Friday, September 22, 2006

NOTEBOOKS AND CRIMINALS AND SHADOWS AND LIGHT

You can't have a light without a dark to stick it in. - Arlo Guthrie

I was supposed to be on a flight to Tucson today but things unexpectedly changed at the last minute so I will be home this weekend. That is okay with me as I have about a hundred things to do here. Picking my way through a pile of papers after the radio show this morning I found a wad of notes stuck into a journal I carried around with me while traveling Afghanistan. I had filled the pages with my scribbled observations and so had moved on to another notebook, the contents of which I later ripped out on the flight from Vienna to Frankfurt and stuck into the first journal thinking it was best to keep it organized all in one place so that I wouldn’t have to look through different books when I was writing about it all later. Sometime in the exercise of unpacking my bags the whole mess found its way to the middle of the pile of papers I stumbled upon in my office today, three and a-half weeks after the paper shuffle on the Lufthansa flight. So much for organization.

I remember last year, after my wife and I returned from a trip to Maastricht and some other places, one of the bags was somehow set aside and it was a month before I found it under the bed in our guest room, still fully packed.

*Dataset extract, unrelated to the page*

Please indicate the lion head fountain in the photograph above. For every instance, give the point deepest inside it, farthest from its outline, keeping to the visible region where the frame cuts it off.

That was the trip during which all our camera gear was stolen. My wife and I had walked to a little café adjacent to our hotel in Amsterdam for breakfast and I left her there, with an espresso and the camera bag, while I ran back to the hotel to ask the concierge for a walking map of the city center. I wasn’t gone five minutes. In that time a couple of thieves, working together like they do in those old American Express commercials, distracted her long enough to grab the bag and disappear. When I returned she was standing in the middle of the café, shouting. The waitresses were looking at her as if she had lost her mind and for just the slightest moment I wondered myself until I realized what she was shouting.

He took the bag! He took the cameras!


Then she ran outside the café and I, slowly realizing what was happening, chased out after her. Then we stopped. We stood there, together on the broad expanse that on the one side opened to the street and rail lines separating us from the train station where we had arrived the night before, and on the other, the dense collection of structures that front the circular city center and canals. We were strangers in this place.

The thieves were long gone, swallowed up by the narrow streets emptying out onto the boulevard where we stood feeling sick and violated and bewildered and alone.

--
Last Friday afternoon I was traveling to a retreat in the Rocky Mountains near Kremmling, winding my way along a road snaking it’s way up a sun-soaked valley. I was driving mostly north-northwest, alongside a river, taking off and putting back on my sunglasses as the sun danced just above the tree line on top of a high ridge. Finally, as the afternoon gave way to evening, I rounded a bend edging my way closer to the mountain as the road sunk into heavy shadow. It seemed suddenly dark and I thought to myself that it was unlikely the valley would open up again to the late evening light so I put the sunglasses away in the glove compartment.

Life can feel that way. We go through times where it seems very dark indeed and sometimes in the midst of that darkness we can’t imagine it ever being light again. We think, better get used to this.

A few minutes later the valley opened up, the river and the road curved left around a corner and a flood of sunlight filled the horizon. The brilliance of it was nearly blinding. Follow me, it beckoned. Steer toward the light.